Writing patent claims

Writing patent claims is analogous to describing multidimensional jigsaw puzzle pieces using words.  Your claims have to fit in the spaces between prior art.

Patent claims are the most important part of a patent because the claims are legally enforceable.  Claims are also the trickiest part because they have to follow many rules.  They should describe your invention, not read on the prior art, and not be obvious variations on prior art. Claims should also be precise enough that others can clearly determine what it is that you are claiming. They are also important for determining inventorship, and ownership. Here are some examples.

Patent claims are like a jigsaw puzzle:  

As a useful analogy, consider each claim to be somewhat like a multidimensional jigsaw puzzle piece. Each claim should be written using words and clauses. These must describe your invention. They must also “bend in” to avoid prior art.
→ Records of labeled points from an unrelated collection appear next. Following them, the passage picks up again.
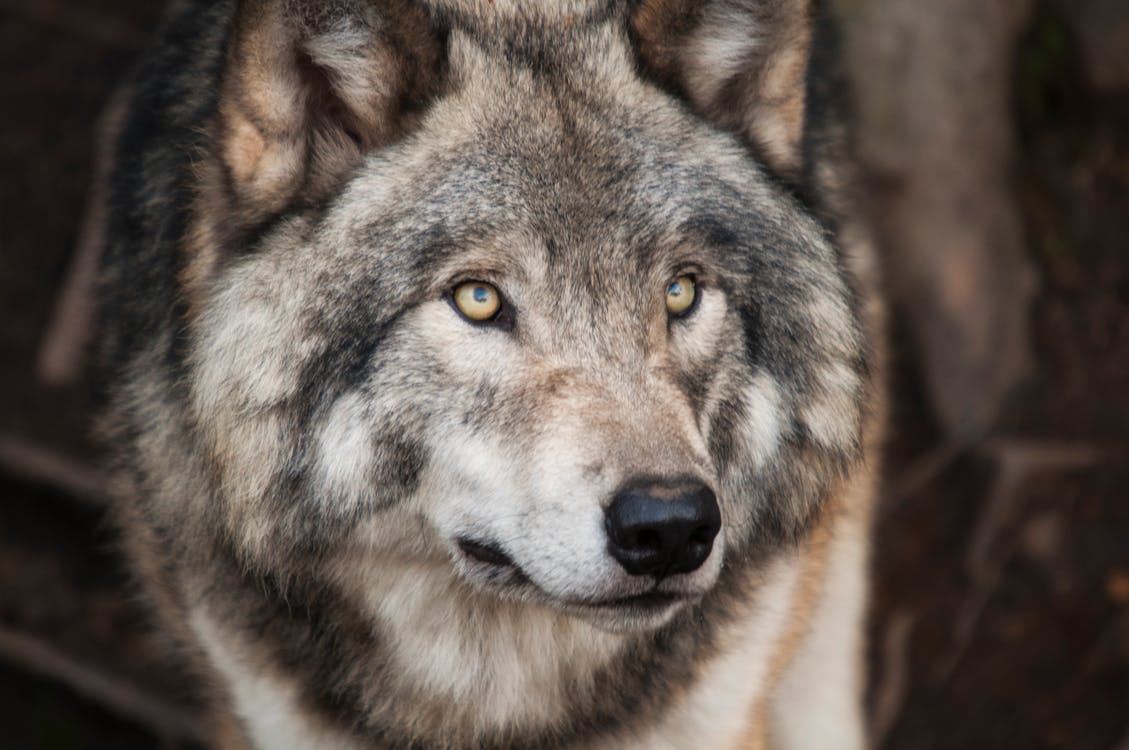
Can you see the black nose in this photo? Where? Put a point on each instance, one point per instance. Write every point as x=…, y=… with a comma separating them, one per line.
x=662, y=528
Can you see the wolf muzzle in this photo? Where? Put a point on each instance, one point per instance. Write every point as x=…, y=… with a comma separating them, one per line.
x=662, y=528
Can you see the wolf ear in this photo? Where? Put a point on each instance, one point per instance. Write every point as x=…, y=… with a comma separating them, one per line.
x=309, y=86
x=741, y=63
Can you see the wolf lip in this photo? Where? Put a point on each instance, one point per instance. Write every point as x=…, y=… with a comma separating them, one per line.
x=651, y=600
x=486, y=552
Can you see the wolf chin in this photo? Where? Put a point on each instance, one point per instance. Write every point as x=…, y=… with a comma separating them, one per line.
x=496, y=373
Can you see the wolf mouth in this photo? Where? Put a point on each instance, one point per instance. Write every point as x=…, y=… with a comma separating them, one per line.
x=501, y=568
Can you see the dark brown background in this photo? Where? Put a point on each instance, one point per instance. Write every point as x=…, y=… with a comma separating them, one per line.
x=995, y=138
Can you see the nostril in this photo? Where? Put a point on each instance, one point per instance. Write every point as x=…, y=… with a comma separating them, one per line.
x=662, y=528
x=484, y=552
x=703, y=534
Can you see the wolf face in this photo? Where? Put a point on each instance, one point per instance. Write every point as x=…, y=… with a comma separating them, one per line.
x=484, y=311
x=337, y=377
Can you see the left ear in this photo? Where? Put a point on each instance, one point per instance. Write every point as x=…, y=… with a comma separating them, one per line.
x=741, y=63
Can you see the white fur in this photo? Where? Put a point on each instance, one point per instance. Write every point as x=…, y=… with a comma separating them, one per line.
x=817, y=703
x=508, y=660
x=719, y=50
x=267, y=704
x=763, y=419
x=832, y=413
x=344, y=454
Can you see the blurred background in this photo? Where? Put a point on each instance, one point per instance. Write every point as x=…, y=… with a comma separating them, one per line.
x=995, y=145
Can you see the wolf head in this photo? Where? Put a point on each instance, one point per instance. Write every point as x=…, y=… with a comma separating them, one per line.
x=513, y=291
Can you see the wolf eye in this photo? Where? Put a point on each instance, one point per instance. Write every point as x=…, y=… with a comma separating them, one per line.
x=681, y=296
x=478, y=301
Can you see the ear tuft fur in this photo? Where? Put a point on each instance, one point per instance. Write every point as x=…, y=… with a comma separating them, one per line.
x=741, y=63
x=311, y=86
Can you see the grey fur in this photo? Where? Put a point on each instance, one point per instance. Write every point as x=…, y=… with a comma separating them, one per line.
x=302, y=418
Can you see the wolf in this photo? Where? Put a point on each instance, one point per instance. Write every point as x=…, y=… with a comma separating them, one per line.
x=496, y=373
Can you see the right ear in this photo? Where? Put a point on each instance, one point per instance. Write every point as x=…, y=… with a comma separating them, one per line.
x=308, y=87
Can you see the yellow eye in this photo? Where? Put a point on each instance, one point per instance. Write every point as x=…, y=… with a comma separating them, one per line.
x=478, y=301
x=681, y=295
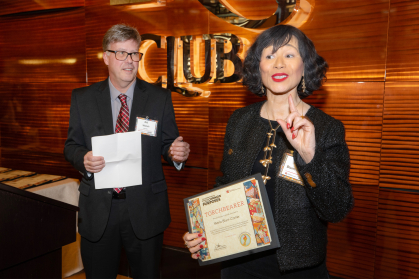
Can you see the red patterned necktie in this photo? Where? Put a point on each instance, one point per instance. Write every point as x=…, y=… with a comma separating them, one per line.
x=122, y=123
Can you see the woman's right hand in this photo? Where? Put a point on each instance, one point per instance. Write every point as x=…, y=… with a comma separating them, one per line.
x=193, y=243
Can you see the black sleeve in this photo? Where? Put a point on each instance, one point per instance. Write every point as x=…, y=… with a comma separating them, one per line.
x=326, y=177
x=75, y=146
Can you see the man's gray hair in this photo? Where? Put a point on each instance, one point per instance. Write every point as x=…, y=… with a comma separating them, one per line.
x=120, y=33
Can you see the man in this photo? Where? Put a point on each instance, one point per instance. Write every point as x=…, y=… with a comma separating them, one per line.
x=134, y=217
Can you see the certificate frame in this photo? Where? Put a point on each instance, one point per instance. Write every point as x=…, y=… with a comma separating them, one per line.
x=228, y=229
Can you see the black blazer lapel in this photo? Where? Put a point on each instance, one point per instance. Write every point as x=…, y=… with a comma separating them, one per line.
x=138, y=103
x=103, y=98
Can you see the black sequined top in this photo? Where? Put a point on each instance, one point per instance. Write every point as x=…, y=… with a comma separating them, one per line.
x=301, y=213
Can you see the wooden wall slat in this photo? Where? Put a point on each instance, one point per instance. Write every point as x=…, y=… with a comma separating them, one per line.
x=352, y=242
x=33, y=122
x=351, y=35
x=403, y=41
x=43, y=47
x=397, y=235
x=399, y=156
x=192, y=121
x=20, y=6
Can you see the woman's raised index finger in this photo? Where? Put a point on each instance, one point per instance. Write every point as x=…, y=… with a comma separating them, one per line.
x=291, y=103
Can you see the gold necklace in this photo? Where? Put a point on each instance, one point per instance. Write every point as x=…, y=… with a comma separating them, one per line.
x=267, y=158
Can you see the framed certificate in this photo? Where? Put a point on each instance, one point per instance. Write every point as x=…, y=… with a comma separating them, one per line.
x=236, y=219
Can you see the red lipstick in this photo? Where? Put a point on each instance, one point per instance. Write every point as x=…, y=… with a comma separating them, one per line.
x=279, y=77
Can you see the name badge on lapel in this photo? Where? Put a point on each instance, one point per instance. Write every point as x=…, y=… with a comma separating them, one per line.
x=288, y=169
x=146, y=126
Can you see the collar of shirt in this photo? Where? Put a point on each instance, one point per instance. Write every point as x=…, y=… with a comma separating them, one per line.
x=115, y=93
x=116, y=103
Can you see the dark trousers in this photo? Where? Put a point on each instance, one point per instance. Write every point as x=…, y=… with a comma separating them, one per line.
x=101, y=259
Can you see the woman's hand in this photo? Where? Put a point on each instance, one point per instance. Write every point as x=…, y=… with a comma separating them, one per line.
x=193, y=243
x=300, y=132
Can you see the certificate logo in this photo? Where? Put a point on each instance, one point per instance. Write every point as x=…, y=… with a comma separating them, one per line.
x=220, y=247
x=244, y=239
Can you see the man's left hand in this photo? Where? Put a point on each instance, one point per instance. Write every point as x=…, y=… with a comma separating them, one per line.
x=179, y=150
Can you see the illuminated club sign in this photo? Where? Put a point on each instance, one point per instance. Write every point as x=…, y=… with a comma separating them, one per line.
x=223, y=61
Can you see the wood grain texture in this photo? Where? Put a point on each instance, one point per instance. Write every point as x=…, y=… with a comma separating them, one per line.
x=43, y=47
x=360, y=107
x=351, y=247
x=400, y=141
x=251, y=9
x=170, y=21
x=403, y=41
x=20, y=6
x=351, y=35
x=192, y=121
x=397, y=235
x=224, y=100
x=34, y=122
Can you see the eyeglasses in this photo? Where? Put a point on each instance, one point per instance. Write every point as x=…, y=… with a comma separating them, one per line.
x=123, y=55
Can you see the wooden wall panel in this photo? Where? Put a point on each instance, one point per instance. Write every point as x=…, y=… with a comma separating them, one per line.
x=43, y=47
x=224, y=100
x=173, y=21
x=351, y=248
x=399, y=166
x=34, y=121
x=403, y=41
x=19, y=6
x=351, y=35
x=48, y=51
x=192, y=121
x=360, y=107
x=397, y=235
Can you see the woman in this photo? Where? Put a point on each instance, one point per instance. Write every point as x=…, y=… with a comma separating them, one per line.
x=284, y=65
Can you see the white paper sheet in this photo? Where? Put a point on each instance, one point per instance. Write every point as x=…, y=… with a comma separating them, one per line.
x=122, y=153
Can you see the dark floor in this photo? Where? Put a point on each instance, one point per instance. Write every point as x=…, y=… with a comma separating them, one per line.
x=177, y=263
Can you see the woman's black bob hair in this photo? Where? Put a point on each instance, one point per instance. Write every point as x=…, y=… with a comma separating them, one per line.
x=315, y=66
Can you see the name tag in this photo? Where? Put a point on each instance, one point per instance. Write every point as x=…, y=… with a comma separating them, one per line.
x=146, y=126
x=288, y=169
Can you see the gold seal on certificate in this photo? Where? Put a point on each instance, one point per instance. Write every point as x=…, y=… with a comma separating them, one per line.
x=236, y=219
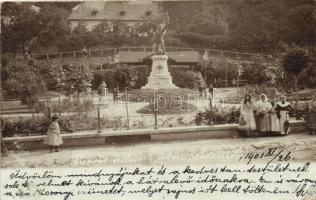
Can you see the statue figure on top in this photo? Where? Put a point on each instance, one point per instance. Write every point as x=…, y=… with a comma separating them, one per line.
x=160, y=34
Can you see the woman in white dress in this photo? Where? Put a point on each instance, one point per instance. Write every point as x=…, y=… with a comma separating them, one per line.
x=54, y=138
x=247, y=123
x=262, y=112
x=275, y=120
x=283, y=107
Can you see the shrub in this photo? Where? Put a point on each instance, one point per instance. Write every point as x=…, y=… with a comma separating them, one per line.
x=218, y=115
x=30, y=127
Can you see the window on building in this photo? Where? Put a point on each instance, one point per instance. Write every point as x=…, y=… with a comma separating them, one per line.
x=94, y=12
x=122, y=13
x=148, y=13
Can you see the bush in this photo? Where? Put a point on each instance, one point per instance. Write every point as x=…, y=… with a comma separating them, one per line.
x=168, y=107
x=30, y=127
x=219, y=116
x=186, y=78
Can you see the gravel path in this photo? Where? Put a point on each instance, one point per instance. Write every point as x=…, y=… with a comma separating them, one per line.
x=210, y=151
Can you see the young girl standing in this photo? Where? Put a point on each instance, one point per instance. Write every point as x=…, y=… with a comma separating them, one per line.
x=53, y=135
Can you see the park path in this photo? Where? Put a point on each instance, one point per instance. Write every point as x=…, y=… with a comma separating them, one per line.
x=206, y=151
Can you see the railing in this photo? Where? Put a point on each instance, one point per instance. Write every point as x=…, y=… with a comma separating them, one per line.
x=112, y=51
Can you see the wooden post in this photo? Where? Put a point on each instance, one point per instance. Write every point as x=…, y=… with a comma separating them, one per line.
x=127, y=115
x=99, y=120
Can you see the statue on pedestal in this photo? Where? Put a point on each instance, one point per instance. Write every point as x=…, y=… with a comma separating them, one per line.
x=160, y=34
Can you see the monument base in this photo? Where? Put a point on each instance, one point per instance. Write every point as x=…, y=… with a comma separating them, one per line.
x=159, y=76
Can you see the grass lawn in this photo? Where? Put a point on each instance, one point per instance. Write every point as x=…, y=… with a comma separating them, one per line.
x=144, y=95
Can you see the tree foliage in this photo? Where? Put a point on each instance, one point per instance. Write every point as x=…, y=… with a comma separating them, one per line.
x=23, y=81
x=23, y=27
x=74, y=79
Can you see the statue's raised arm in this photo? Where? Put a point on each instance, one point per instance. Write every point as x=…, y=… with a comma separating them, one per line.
x=160, y=34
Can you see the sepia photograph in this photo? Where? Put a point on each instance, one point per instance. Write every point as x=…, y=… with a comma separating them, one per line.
x=158, y=99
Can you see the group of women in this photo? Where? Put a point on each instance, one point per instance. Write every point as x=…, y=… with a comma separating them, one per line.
x=264, y=118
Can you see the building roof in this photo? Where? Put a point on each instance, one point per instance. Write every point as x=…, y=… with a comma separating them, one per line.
x=116, y=10
x=175, y=56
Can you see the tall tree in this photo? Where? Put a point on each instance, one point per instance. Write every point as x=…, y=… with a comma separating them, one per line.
x=24, y=25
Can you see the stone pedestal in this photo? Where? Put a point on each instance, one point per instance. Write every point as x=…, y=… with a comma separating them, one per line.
x=159, y=76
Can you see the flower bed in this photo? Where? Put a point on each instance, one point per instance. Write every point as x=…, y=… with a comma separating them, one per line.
x=168, y=108
x=219, y=115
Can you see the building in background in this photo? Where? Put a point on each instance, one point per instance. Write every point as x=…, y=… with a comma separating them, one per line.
x=122, y=16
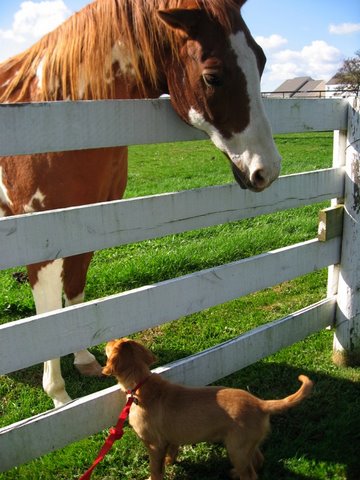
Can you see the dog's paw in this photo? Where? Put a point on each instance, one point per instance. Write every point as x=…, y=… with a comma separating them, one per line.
x=233, y=474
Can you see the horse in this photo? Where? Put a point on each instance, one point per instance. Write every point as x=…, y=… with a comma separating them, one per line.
x=200, y=52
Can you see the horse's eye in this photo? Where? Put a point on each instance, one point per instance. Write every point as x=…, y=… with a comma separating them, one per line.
x=213, y=79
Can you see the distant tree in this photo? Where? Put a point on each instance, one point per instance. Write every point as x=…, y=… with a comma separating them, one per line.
x=349, y=74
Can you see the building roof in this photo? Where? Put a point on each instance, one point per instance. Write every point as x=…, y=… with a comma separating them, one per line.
x=334, y=81
x=310, y=89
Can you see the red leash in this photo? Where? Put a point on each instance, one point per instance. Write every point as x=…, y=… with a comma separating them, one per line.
x=115, y=432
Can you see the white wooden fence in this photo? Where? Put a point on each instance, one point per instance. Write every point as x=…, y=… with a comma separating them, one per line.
x=34, y=237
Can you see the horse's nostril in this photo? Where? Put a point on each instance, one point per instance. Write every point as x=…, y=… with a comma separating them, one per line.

You can get stronger claims if you make them “bend out” when there is no prior art.

The patent examiner is looking at your claims in the context of the other prior art (the other pieces). They want to see if each of your particular claim “pieces” fits nicely into the holes between prior art. Your claim “piece” can’t hit the other prior art “pieces”.  If there is a hit, the examiner will reject until your claims “bend in more” to avoid that prior art.  When you write patent applications, you should to try to anticipate when this might happen. You should write the patent application in a way that gives you more flexibility to modify claims during examination.

There is one big difference over jigsaw puzzles, however.  In jigsaw puzzles, although the different pieces can’t overlap, the gap between the different pieces can be made very small.  In the patent world, however, we can sometimes run into trouble because of another rule that claims can’t be “obvious.” Is it obvious that if one piece is “bending in”, the other piece must “bend out?”

This is why examiners are sometimes uncomfortable with small “gaps.” They may want you to make the “gap” bigger to avoid obviousness issues.  So, during patent examination, you need to negotiate the extent of this gap, and amend your claims accordingly.

Patent law is complicated: 

Patent claims also have to satisfy many other criteria as well. They can’t be ambiguous, and can’t require undue experimentation. In litigation, method, system, and structure plus function claims have certain differences that can also be important.